The Screenplay-novel Manifestos

Less is more vivid

Friday, October 20, 2006

"Bombing Perfect Strangers"

[The following are the opening paragraphs to "Bombing Perfect Strangers", a piece that I wrote which appeared in the online magazine rabble roughly three-and-half years ago. At the time I wrote it, the invasion of Iraq remained only a possibility -- and the stand-off with North Korea was much more temperate. But as in life so in history; what goes around comes around, and the piece, I think, has become timely again. I've made a few minor changes to it to clean it up a bit, but this is pretty much as it originally appeared.]

“We don’t want to talk about North Korea,” my students say. “We want to talk about music or movies.”

I’m an ESL instructor at a university in a small city in South Korea. And I’m frequently made painfully aware that most young people today are uninterested in politics. Pop culture is their real passion, and the currency of pop culture is physical attractiveness. When I go to the maze of bars, restaurants and shops that is at the south end of the university campus and pass the bulb-lit merchant wagons that sell pirated cassettes, the music is usually by singers chosen as much for their looks as their talent.

This is so much the way of the world that it feels tendentious to point it out. But, I must; pop culture is like a drug. As the clouds of war gather in the Middle East, not many people in Korea seem especially perturbed. Most are simply happily living their lives. But, underneath, there is pervasive unease in this country over the possibility that unless the regime in North Korea falls of its own volition, there will, at some point, be war in this region of the world as well.

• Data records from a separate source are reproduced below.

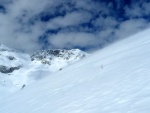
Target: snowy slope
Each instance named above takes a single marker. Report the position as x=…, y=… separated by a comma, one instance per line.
x=115, y=79
x=17, y=69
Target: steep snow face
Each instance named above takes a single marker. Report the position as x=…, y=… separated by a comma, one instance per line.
x=115, y=79
x=11, y=64
x=58, y=58
x=17, y=70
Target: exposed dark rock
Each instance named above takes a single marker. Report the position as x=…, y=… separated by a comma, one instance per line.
x=4, y=69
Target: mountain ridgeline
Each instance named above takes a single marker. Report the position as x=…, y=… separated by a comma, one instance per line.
x=18, y=69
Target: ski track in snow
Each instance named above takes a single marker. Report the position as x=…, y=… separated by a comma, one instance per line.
x=113, y=80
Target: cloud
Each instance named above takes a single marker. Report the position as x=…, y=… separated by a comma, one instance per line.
x=69, y=24
x=70, y=19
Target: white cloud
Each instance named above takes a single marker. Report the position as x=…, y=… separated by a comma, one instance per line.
x=73, y=18
x=20, y=26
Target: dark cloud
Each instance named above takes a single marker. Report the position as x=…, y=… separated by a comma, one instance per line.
x=30, y=25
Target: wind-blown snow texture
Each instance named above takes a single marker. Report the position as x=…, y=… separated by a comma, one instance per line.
x=17, y=70
x=115, y=79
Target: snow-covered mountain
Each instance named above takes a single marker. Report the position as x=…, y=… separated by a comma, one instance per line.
x=115, y=79
x=18, y=69
x=58, y=56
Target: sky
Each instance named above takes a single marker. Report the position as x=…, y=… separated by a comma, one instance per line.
x=32, y=25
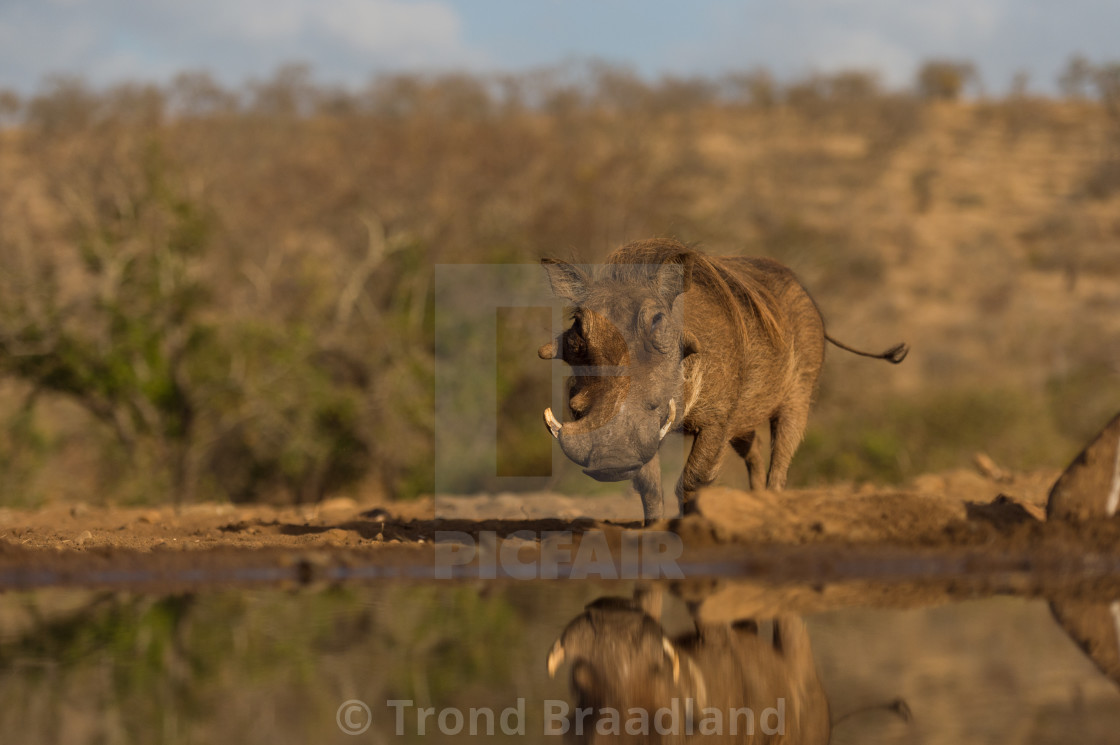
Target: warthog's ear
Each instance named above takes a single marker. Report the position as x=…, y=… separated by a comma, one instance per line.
x=568, y=281
x=674, y=276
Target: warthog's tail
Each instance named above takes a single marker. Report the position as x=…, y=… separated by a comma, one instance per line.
x=894, y=355
x=898, y=707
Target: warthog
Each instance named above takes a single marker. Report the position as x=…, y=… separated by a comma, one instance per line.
x=666, y=338
x=729, y=685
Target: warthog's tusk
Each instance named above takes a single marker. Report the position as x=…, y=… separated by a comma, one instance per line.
x=551, y=422
x=556, y=658
x=669, y=422
x=672, y=655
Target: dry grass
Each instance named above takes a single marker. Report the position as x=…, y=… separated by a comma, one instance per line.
x=230, y=292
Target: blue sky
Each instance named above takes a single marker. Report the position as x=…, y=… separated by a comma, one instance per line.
x=348, y=40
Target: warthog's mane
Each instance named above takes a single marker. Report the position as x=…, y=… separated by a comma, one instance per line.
x=734, y=292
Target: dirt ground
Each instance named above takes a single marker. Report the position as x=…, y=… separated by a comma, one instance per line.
x=958, y=533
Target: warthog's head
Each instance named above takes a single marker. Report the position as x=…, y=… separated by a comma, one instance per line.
x=626, y=347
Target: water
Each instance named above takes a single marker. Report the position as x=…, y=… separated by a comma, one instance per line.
x=307, y=664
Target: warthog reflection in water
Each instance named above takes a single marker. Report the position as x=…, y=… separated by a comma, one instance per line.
x=720, y=682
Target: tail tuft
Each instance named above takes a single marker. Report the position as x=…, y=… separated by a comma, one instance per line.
x=897, y=353
x=894, y=355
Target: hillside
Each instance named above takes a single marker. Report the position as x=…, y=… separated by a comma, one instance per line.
x=213, y=299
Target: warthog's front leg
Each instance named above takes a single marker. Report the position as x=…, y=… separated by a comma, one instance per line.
x=700, y=468
x=647, y=484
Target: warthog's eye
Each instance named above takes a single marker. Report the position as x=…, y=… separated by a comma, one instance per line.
x=575, y=343
x=660, y=332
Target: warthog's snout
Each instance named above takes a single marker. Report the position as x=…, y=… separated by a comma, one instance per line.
x=606, y=455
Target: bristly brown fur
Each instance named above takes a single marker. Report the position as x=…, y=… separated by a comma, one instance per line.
x=638, y=261
x=729, y=346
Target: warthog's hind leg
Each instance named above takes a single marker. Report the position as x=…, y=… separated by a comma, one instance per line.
x=787, y=427
x=700, y=468
x=750, y=452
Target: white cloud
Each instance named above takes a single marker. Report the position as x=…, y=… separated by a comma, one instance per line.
x=342, y=39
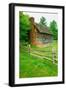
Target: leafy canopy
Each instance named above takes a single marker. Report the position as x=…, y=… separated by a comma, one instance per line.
x=43, y=21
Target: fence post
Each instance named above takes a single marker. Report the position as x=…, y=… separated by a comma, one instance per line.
x=53, y=56
x=29, y=49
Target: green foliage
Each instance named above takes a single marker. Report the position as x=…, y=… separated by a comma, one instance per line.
x=31, y=66
x=43, y=21
x=54, y=29
x=24, y=27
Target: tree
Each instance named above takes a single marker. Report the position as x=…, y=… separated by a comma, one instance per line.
x=54, y=29
x=24, y=25
x=43, y=21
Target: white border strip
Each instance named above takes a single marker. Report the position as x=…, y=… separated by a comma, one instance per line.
x=42, y=79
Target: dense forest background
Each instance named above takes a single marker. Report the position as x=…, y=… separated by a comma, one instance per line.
x=25, y=27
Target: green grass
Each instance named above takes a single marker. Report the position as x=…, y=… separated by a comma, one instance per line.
x=32, y=66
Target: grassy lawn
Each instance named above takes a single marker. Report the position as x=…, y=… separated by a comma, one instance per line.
x=32, y=66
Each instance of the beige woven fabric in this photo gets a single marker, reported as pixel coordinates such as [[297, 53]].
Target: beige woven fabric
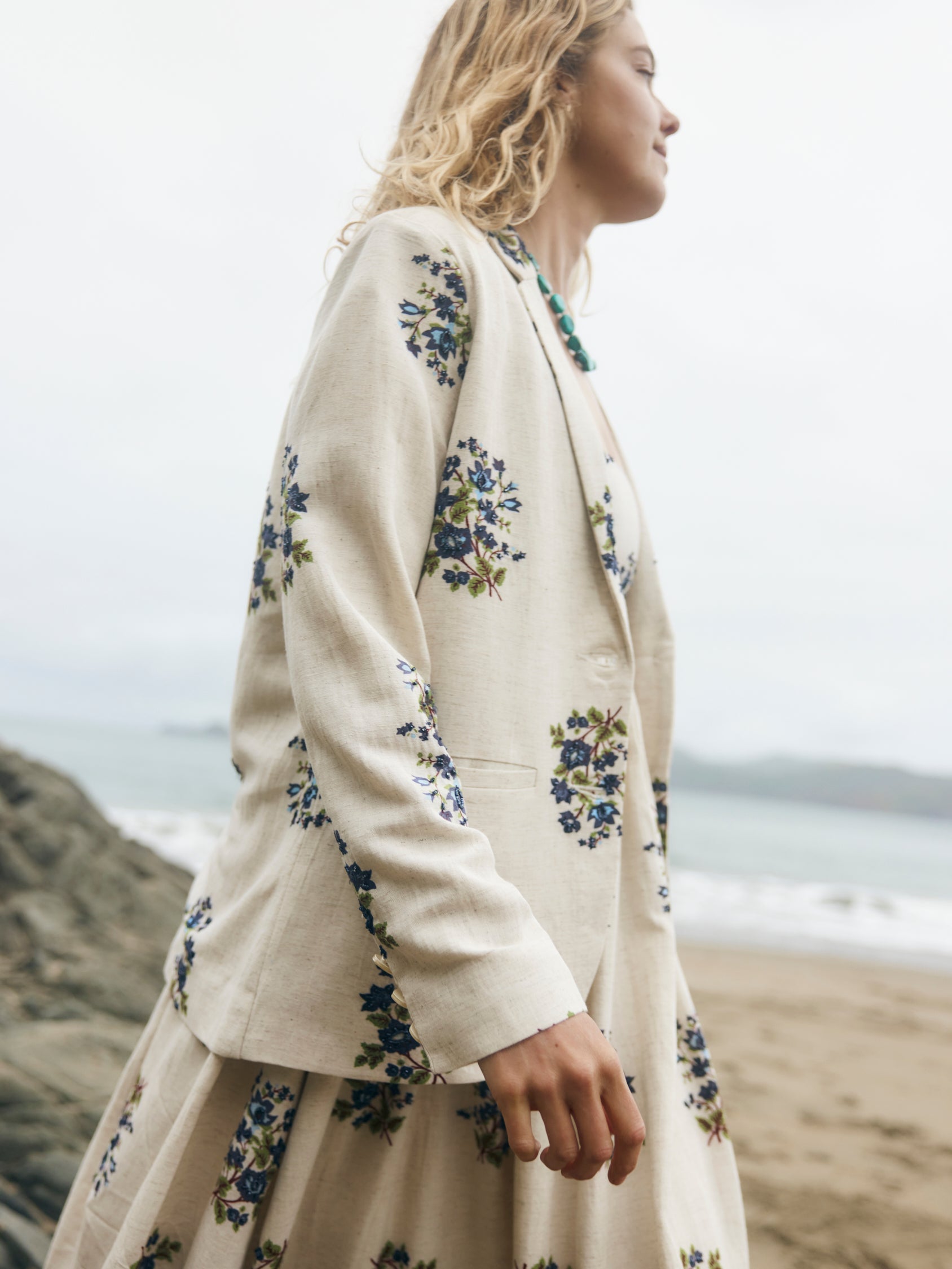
[[210, 1163], [473, 874], [419, 717]]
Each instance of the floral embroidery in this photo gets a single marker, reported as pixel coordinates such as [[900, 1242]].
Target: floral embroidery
[[107, 1164], [512, 245], [362, 881], [465, 517], [267, 545], [588, 758], [394, 1037], [376, 1104], [692, 1258], [255, 1153], [292, 501], [156, 1249], [451, 333], [601, 515], [394, 1257], [660, 791], [271, 1254], [662, 847], [695, 1058], [196, 919], [291, 508], [442, 786], [626, 572], [488, 1127], [304, 792]]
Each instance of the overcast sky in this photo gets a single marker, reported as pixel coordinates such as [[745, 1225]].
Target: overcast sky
[[773, 347]]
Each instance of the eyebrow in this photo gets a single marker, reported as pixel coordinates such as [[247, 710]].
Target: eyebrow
[[645, 49]]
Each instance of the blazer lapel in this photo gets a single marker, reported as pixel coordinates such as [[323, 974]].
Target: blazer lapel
[[583, 433]]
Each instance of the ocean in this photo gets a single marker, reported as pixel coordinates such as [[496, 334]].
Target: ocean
[[744, 871]]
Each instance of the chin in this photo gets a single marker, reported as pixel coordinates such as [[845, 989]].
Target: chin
[[637, 204]]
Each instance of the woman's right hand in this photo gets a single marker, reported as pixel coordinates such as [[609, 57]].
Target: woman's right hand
[[568, 1072]]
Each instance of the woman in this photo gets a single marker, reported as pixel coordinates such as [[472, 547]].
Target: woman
[[437, 935]]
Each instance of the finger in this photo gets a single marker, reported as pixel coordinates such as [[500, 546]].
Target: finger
[[627, 1129], [518, 1127], [594, 1135], [563, 1145]]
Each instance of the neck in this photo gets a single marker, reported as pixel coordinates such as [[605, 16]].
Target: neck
[[558, 232]]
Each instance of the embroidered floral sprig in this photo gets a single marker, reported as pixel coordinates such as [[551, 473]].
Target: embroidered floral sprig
[[362, 881], [693, 1258], [304, 792], [255, 1153], [488, 1127], [107, 1164], [291, 506], [263, 585], [394, 1038], [695, 1060], [292, 499], [375, 1105], [394, 1257], [196, 919], [601, 515], [593, 759], [271, 1255], [660, 790], [448, 333], [470, 510], [158, 1248], [442, 786]]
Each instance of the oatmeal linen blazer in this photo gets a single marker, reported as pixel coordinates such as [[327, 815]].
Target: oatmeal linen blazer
[[444, 701]]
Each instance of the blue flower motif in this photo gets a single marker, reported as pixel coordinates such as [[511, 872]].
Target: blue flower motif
[[480, 478], [449, 331], [396, 1038], [602, 813], [360, 877], [561, 790], [252, 1184], [569, 823], [261, 1111], [575, 753], [377, 998], [583, 759], [453, 541]]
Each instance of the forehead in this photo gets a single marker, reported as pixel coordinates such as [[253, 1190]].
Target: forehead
[[627, 33]]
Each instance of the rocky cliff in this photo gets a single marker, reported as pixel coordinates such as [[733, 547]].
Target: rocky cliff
[[85, 920]]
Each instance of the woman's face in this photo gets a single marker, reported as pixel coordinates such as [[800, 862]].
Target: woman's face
[[621, 127]]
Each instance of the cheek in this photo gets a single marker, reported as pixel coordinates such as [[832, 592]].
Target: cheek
[[617, 124]]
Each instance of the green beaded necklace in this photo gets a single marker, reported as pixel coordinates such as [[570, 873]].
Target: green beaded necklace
[[566, 325]]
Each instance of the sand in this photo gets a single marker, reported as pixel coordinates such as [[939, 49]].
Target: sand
[[837, 1088]]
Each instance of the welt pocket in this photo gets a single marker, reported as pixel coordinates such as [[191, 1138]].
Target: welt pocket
[[485, 773]]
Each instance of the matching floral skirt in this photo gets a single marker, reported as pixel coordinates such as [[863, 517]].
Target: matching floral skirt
[[210, 1163]]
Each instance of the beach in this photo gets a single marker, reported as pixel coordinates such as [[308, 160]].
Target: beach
[[837, 1097], [817, 943]]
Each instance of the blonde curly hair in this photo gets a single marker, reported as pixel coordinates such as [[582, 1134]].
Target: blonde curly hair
[[485, 124]]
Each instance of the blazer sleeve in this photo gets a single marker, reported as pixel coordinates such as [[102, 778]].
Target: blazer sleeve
[[366, 442]]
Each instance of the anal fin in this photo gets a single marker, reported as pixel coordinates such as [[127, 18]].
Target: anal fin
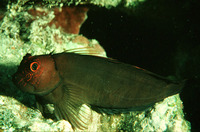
[[72, 109]]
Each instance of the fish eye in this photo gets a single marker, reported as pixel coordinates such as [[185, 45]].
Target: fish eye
[[34, 66]]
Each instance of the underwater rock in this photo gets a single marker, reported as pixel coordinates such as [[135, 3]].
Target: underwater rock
[[22, 33], [69, 19]]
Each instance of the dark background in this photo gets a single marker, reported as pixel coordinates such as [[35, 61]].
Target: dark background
[[162, 36]]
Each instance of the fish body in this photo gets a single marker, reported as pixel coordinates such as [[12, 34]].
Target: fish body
[[69, 80]]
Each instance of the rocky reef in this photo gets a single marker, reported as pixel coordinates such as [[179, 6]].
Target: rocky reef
[[53, 27]]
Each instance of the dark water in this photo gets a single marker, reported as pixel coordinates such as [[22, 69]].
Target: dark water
[[161, 36]]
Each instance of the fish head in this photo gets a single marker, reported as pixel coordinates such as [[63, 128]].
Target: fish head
[[37, 74]]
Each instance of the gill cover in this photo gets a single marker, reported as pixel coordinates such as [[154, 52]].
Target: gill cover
[[37, 74]]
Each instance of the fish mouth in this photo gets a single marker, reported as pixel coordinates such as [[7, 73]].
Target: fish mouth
[[24, 86]]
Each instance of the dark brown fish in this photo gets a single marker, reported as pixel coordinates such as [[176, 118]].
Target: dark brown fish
[[69, 80]]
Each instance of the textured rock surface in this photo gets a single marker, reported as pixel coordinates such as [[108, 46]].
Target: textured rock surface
[[22, 33]]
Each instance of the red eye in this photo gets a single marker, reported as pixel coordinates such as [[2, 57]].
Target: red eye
[[34, 66]]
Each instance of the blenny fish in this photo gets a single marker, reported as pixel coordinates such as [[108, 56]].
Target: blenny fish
[[69, 80]]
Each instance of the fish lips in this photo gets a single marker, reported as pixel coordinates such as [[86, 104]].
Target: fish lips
[[19, 81]]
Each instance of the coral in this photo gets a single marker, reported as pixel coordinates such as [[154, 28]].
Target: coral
[[27, 29]]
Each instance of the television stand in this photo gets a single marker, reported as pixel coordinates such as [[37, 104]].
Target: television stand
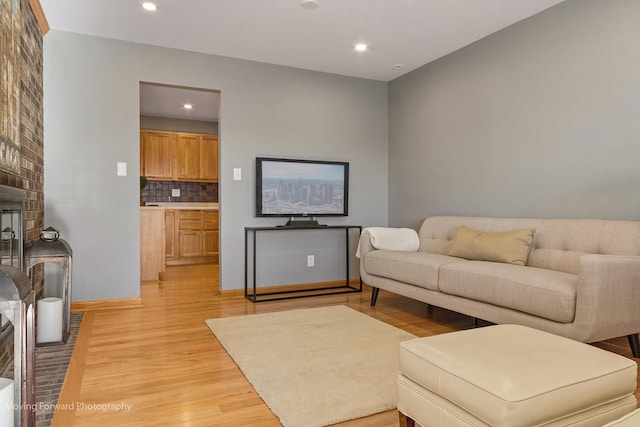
[[303, 223], [285, 291]]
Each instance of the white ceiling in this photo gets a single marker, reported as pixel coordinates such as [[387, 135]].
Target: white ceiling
[[407, 32], [168, 101]]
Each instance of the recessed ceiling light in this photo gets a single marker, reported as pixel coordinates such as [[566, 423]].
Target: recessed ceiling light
[[309, 4]]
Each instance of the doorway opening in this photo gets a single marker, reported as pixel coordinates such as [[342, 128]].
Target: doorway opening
[[179, 176]]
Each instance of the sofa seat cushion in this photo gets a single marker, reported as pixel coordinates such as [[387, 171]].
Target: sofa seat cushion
[[414, 268], [545, 293]]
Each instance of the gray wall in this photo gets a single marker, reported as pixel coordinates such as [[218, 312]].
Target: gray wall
[[538, 120], [91, 97]]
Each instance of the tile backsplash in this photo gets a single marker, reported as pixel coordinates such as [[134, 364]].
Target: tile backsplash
[[160, 191]]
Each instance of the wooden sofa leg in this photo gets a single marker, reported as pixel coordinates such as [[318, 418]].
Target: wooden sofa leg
[[634, 343], [374, 296], [406, 421]]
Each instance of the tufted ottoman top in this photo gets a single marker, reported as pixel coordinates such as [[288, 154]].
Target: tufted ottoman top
[[515, 375]]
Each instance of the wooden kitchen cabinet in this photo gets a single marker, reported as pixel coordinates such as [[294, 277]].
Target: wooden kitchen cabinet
[[188, 156], [171, 244], [176, 156], [157, 154], [195, 237]]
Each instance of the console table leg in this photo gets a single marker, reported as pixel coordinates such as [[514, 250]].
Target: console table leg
[[374, 296]]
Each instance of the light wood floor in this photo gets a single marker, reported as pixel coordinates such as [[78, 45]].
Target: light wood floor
[[163, 361]]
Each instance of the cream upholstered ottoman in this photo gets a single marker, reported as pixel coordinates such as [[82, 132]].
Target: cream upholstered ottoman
[[629, 420], [509, 375]]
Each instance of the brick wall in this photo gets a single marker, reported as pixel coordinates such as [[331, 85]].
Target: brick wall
[[30, 178]]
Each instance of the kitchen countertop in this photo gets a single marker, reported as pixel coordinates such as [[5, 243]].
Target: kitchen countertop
[[181, 205]]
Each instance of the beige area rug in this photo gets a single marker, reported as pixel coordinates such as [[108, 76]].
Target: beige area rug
[[316, 366]]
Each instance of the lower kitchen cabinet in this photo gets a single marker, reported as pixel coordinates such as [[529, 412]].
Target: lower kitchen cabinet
[[194, 236]]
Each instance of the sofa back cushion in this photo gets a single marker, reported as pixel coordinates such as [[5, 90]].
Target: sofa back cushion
[[557, 245]]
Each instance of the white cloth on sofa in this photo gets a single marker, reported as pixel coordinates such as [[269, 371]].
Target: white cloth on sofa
[[392, 239]]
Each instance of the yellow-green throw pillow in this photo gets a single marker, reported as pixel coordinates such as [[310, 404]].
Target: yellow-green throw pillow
[[508, 246]]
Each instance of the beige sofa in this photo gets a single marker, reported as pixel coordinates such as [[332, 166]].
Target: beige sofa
[[581, 279]]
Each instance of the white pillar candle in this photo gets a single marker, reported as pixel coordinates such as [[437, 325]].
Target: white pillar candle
[[6, 402], [49, 320]]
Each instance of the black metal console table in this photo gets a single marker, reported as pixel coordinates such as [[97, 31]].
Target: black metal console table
[[295, 293]]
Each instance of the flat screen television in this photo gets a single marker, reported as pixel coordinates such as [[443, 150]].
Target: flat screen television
[[301, 188]]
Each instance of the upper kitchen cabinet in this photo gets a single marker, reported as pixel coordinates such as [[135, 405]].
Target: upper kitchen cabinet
[[188, 156], [156, 154]]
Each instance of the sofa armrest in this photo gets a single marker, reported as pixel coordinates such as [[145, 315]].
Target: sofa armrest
[[398, 239], [608, 295]]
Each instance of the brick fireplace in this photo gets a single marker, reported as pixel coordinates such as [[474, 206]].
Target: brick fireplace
[[22, 26]]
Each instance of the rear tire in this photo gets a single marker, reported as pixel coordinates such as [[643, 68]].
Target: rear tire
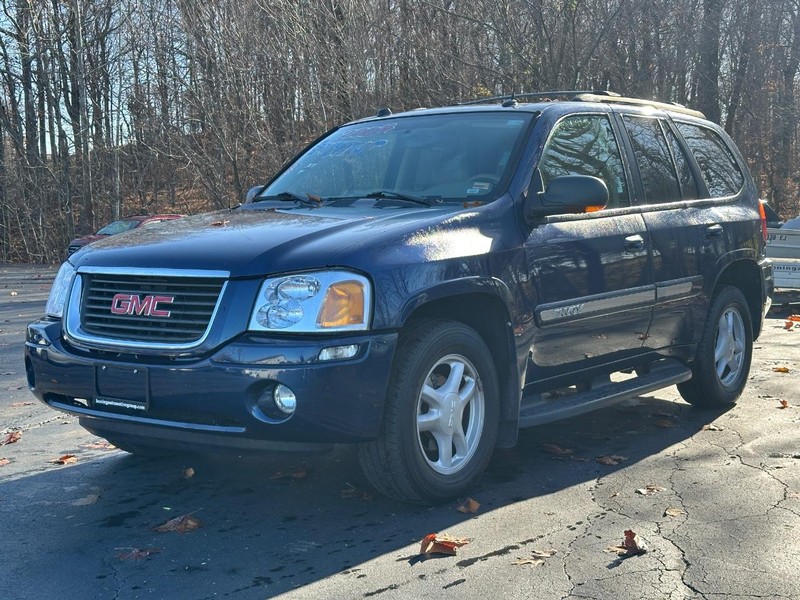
[[724, 354], [441, 416]]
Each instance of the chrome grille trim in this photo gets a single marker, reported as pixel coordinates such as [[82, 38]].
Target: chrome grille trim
[[88, 319]]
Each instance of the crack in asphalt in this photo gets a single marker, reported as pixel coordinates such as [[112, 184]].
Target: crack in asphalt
[[687, 564]]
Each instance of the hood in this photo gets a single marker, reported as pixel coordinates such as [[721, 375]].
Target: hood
[[249, 241]]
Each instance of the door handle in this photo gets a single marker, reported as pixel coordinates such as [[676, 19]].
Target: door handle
[[633, 243]]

This explains in large measure the antagonism that Koreans often feel toward the U.S. government and “George Bushi.” The relationship between Americans and South Koreans is enormously complex. America — in fact, North America generally — is seen as a kind of utopia. And Americans as individuals are both liked and cherished; Americaphilia runs as strongly here as Americaphobia. But there is a distinction made between the American government and American people. For the most part, current U.S. policy is seen as actually being opposed to the interests of peace. After all, the current U.S. administration has staked its prestige on fighting an “axis of evil,” and needs an enemy in North Korea. This, then, is the theory proffered for why the administration has taken steps to squelch the Sunshine Policy of North/South reconciliation.